庆宁,这个从小娇纵跋扈、满心依恋萧临川的公主,真的只是个一无是处的蠢货吗?
太后掌控后宫权柄数十年,庆宁在她膝下长大,耳濡目染,怎么可能是个胸无城府的白痴?只是,她过惯了被太后和萧临川捧在手心的日子,所有东西唾手可得,她自然觉得全天下的东西,都该由着自己拣选。
这样的人,又怎会甘心被人摆布命运?
自从目睹白芷吞金的那一幕,顾矜便察觉到了异常。这方世界中的每一个所谓npc,恐怕都已觉醒,都有了自己的意识。
按照剧本,庆宁应该会在大婚当天决绝赴死,以此成全她对萧临川的痴狂与忠贞。
但现在的庆宁,真的还是那个剧本里的庆宁吗?
顾矜心中浮起一丝冷笑。

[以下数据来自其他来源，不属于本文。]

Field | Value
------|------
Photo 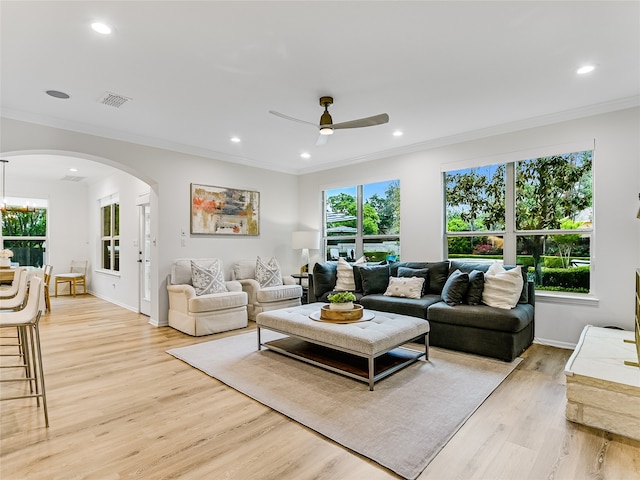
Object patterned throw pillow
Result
[334,256,367,292]
[482,262,524,309]
[256,257,282,288]
[384,277,424,298]
[191,258,229,296]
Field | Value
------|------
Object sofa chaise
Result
[309,261,535,362]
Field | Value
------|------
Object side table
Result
[291,273,309,305]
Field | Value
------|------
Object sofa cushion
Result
[256,256,282,288]
[389,260,449,295]
[442,270,469,305]
[353,265,389,295]
[313,262,338,301]
[463,270,484,305]
[334,257,367,292]
[360,294,441,320]
[482,262,523,309]
[384,277,424,298]
[256,285,302,303]
[427,302,534,333]
[189,292,247,313]
[233,260,256,280]
[191,258,227,295]
[456,260,529,303]
[398,267,429,296]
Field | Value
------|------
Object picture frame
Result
[190,183,260,237]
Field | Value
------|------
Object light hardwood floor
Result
[0,295,640,480]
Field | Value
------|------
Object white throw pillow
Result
[482,262,524,309]
[384,277,424,298]
[334,257,367,292]
[256,257,282,288]
[191,258,229,295]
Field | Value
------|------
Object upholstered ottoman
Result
[256,303,429,390]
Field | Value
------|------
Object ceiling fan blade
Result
[269,110,318,128]
[331,113,389,130]
[316,135,331,147]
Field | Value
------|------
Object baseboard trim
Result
[533,337,577,350]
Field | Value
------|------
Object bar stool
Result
[0,270,28,310]
[0,276,49,427]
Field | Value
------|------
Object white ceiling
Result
[0,0,640,184]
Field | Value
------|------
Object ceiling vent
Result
[62,175,87,182]
[98,92,131,108]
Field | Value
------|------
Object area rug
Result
[167,331,521,479]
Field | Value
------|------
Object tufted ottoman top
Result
[256,303,429,356]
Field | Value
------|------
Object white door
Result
[138,203,151,316]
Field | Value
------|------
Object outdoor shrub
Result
[542,266,590,292]
[544,256,564,268]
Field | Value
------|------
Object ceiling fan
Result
[269,97,389,145]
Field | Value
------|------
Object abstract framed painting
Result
[191,183,260,236]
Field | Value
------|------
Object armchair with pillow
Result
[167,258,248,336]
[231,257,302,321]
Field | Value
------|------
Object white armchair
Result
[167,258,248,336]
[231,260,302,321]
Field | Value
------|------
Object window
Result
[445,150,593,293]
[324,180,400,261]
[2,198,48,267]
[100,201,120,272]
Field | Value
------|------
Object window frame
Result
[441,144,597,302]
[322,179,401,261]
[98,196,120,274]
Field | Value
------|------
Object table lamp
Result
[291,230,320,273]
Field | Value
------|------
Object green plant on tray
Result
[327,292,356,303]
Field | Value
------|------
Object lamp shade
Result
[291,230,320,250]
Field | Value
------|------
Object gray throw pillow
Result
[464,270,484,305]
[398,267,429,296]
[191,259,228,296]
[354,265,389,295]
[442,270,469,306]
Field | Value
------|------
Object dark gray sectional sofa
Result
[309,261,535,362]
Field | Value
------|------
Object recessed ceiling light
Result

王朝最尊贵的公主,若已经觉醒,又怎会甘心以这样的方式结束自己的生命?
“我不过以己度人,”顾矜抬眼,目光清澈见底,“只要风风光光地将公主送出寿康宫,至于后来发生什么,那便不是我该管的事了。”
庆宁冷哼一声,盯着眼前的茶烟:“本宫竟看走了眼,原以为你不过是个靠着狐媚手段攀龙附凤的蠢物。这一次,到底是我输了。”
顾矜执壶斟茶的手稳如静潭,碧色茶汤在青瓷盏中旋出细小的涡流:“殿下说笑了,哪来的什么输赢。”
“君恩如三月檐上雪,看着皎洁,日头一照便化了——您自幼长在宫闱,竟还信这吃人不吐骨头的九重天阙里,能养出什么真心?”
“哈哈!”
庆宁一怔,忽然低笑出声,染着丹蔻的指尖轻轻点着案上水渍:“你这是什么意思?话里话外的,莫非你和表哥这些时日的君恩深重,也只是在演戏?”